Members of the Board of Health deliberated—at times agonized—for almost an hour-and-a-half during a special meeting held on Zoom last Monday night before voting to rescind its indoor mask requirement on Feb. 28, the same day state education officials made masking optional in schools.
And even though the vote was 3-2, there was agreement that the time has come.
Member Ann Kiessling, who has consistently opposed the mandate, moved that the requirement be lifted. Susan Schwartz, who at the Feb. 7 board meeting successfully suggested that the town align with a ruling by the Department of Elementary and Secondary Education, seconded.
Maureen Richichi was the swing vote. She added a provision requiring a detailed advisory concurrent with the transition—stressing masking as an option when transmission rates are moderate or higher. Kiessling said she welcomed the amendment.
Anita Raj, board chair, and Bea Brunkhorst were the negative votes. Both indicated that if the data continue to trend down as of the board’s Feb. 28 meeting, they could support rescinding on March 7.
Raj invited each member to comment on their positions, and some of them wavered even as they tried to articulate where they stood.
Brunkhorst indicated her concern about premature rescinding. “I would love to see testing be more robust,” noting that Feb. 28 will be an opportunity to update data. “Personally, I’d love to keep it until after March 7.”
She anticipates a post-vacation increase in cases. Brunkhorst also recognized the need to align with the practice in the schools, and to advise the School Committee about concerns about large gatherings. She recommended identifying a specific metric, such as hospitalizations, “It’s good to get something in place so a mask mandate can come back as needed.”
Kiessling commented, “People have an unrealistic expectation about how helpful the masks are.” She acknowledged that they “might help a little,” but referenced data during the January surge that showed no statistical difference in cases among towns with or without a requirement.
Case numbers are no longer meaningful, she said. “The logic behind that is there are too many people testing positive who are not sick. The only realistic metrics are hospitalizations and deaths,” and perhaps percent positivity. Referring to the elderly, Kiessling said, “I don’t think we have good messaging for people who are really at risk—but they certainly shouldn’t depend on the mask.” She advised that before visiting someone who is compromised, get tested.
“My goal is low transmission,” said Maureen Richichi, noting her concern that the superintendent of schools announced acceptance of the DESE decision without consulting the Board of Health. “I was hoping that there could be a discussion to be consistent moving forward.”
Initially, she was leaning toward a one-week delay. Richichi quoted an epidemiologist about the importance of “the choices we continue to make in terms of caring for ourselves and for each other.” She said she was surprised that DESE didn’t provide for a week’s leeway after vacation, “The important thing to keep in mind [is] we still have a reason to care for one another.”
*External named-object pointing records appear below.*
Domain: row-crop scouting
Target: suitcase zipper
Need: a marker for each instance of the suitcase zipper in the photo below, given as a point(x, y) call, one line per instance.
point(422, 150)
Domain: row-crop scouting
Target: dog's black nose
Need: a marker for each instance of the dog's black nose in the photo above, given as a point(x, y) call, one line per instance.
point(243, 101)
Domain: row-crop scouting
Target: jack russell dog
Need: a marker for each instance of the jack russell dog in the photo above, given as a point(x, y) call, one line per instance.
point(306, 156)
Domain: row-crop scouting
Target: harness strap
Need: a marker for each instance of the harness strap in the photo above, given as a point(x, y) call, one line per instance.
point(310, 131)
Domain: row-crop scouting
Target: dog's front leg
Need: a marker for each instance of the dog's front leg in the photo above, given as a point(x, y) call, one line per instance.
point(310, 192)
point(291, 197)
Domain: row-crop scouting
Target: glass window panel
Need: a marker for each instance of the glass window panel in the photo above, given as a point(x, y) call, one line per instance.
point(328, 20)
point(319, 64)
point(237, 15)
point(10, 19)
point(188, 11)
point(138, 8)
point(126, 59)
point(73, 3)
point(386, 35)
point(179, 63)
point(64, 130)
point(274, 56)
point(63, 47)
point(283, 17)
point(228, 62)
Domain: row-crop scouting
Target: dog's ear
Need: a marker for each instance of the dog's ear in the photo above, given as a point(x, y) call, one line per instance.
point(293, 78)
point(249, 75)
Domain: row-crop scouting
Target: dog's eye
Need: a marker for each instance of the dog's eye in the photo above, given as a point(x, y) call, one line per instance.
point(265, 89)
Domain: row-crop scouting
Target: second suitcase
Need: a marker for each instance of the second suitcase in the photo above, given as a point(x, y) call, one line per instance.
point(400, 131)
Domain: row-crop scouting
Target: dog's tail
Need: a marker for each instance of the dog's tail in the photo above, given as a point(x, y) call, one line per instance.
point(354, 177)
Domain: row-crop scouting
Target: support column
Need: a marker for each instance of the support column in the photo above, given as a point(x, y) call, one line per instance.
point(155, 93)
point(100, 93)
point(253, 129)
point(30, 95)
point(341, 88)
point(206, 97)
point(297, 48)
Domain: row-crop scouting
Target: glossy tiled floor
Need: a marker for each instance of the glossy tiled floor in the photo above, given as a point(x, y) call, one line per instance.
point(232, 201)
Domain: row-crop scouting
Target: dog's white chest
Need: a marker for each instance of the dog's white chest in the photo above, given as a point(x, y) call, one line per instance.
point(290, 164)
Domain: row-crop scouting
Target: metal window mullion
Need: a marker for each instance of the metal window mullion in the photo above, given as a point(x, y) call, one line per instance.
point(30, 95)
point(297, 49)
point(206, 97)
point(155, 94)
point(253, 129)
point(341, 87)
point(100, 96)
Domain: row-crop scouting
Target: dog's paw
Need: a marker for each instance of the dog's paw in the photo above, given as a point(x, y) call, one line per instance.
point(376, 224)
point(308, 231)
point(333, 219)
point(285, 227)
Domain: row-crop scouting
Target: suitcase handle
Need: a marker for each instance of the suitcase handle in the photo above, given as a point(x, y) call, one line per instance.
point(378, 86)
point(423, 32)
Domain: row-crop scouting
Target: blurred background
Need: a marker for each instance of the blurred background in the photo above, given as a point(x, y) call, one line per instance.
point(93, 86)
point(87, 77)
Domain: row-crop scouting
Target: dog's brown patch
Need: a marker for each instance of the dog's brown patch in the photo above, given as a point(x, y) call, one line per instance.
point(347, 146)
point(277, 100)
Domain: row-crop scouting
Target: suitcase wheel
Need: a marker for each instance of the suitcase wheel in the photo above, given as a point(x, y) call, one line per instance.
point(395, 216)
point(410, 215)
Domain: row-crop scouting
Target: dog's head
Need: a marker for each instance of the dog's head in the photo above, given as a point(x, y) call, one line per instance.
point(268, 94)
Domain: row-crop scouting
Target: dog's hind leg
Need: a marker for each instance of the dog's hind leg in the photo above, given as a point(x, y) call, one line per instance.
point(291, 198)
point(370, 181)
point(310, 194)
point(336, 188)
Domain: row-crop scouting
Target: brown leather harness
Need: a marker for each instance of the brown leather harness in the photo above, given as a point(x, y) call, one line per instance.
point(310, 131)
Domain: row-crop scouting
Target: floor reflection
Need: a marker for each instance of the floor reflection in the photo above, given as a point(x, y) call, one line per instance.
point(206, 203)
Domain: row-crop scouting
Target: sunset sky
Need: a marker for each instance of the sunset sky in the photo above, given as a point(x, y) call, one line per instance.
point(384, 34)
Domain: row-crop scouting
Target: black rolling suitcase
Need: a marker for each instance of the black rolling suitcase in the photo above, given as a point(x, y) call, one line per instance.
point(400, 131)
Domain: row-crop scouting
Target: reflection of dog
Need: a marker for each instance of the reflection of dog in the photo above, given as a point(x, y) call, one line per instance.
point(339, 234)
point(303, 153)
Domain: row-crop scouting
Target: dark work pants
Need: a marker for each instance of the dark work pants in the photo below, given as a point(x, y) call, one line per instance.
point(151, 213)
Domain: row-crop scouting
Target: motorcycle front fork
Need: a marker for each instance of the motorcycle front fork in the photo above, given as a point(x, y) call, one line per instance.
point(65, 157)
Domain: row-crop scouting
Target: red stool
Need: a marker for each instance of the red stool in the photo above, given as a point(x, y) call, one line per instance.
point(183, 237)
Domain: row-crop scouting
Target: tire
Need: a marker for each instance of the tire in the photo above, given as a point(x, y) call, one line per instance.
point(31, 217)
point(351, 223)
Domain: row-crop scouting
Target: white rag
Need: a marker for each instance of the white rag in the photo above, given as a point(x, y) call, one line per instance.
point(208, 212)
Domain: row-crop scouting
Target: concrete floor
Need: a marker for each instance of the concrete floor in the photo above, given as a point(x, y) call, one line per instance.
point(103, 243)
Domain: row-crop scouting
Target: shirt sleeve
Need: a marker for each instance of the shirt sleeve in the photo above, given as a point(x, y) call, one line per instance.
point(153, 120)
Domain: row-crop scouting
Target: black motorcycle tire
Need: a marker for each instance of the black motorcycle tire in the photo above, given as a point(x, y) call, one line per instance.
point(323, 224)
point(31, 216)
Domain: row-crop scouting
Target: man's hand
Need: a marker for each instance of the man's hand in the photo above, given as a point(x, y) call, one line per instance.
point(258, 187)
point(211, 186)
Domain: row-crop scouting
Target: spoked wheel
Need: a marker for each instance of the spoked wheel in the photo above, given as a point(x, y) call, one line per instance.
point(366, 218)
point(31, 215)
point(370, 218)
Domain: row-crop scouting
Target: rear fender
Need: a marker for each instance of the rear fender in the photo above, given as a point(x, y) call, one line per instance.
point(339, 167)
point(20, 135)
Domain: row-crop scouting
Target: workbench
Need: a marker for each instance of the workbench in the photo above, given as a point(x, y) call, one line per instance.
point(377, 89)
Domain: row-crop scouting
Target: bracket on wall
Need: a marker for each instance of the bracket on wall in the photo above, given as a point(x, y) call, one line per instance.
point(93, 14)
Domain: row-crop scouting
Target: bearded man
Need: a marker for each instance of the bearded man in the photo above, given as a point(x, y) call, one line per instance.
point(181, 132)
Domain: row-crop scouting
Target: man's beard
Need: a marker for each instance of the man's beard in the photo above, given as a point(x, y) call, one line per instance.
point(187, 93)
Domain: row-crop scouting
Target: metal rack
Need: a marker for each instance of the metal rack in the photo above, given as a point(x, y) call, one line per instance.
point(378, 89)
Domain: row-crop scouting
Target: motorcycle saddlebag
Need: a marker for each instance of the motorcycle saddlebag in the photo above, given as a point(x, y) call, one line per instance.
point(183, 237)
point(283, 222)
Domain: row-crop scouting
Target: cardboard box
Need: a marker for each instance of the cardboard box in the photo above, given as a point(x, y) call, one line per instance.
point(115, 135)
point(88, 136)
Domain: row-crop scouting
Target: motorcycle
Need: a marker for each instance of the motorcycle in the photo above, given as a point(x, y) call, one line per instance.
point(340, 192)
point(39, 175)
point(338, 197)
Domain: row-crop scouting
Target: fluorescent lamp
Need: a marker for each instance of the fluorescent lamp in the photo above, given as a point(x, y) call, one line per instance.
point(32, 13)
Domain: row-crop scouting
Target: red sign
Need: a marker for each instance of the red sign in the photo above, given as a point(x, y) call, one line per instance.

She also expressed concern about what she called the town’s low vaccination rate, saying 19 percent of residents aren’t vaccinated.
Schwartz proposed linking the Bedford mandate to the DESE policy at the Feb. 7 meeting. Now, she admitted, “I don’t know if that makes sense.” She also expressed concern “that residents aren’t taking advantage of the whole series of vaccines. And I’d love to see the school testing numbers be higher.”
“Masking is just one of the protective measures, and we didn’t mandate all of the other protective measures,” she pointed out. Schwartz urged that residents “assess your risk, your immediate community, and the greater community,” adding that people should not be judgmental about individual mask-wearing.
Raj cited a “classic” theme of “individual rights vs. community rights.” She said she would like to evaluate hospitalizations at the next meeting. But other members discouraged hard numbers. “Either align with DESE or come up with a date. Put a stake in the ground,” Schwartz declared.
Heidi Porter, director of health and human services, commented, “From a public health perspective, I want to be the most conservative. To have a little more time is not a bad thing.”
She stressed that the DESE recommendation was made in consultation with its own medical experts and the state Department of Public Health.
She cited low case numbers from August and wondered why the board won’t consider that as a baseline for rescinding. Richichi pointed out that those data were before the Omicron variant, She said she preferred a “consistent decrease” over numbers.
The board accepted a dozen comments during the meeting and acknowledged receiving many emails.
As expected, they were polarized. Emily Prince said she collected 119 signatures in 24 hours calling for continuing the mandate to March 7, “to be sure that there are no post-Super Bowl and post-vacation surges. Michaela McCormick added that maybe the board can extend a continued mandate into the schools “so we can really make a plan for going forward on metrics and data.” Jeremy Singer said the decision should be based on numbers, not “sentiment.”
Jane Patterson declared, “Kids should not be masked at school. It’s gone on long enough.” Angela Winter said teachers have told her that students’ “phonetic awareness is falling way behind.” Dr. Michael Indelicato said, “If someone feels they are at risk, wear a mask, It’s time to let kids be kids.”
John Mitchell urged retaining the requirement for large gatherings such as the high school musical Other speakers were familiar to the board.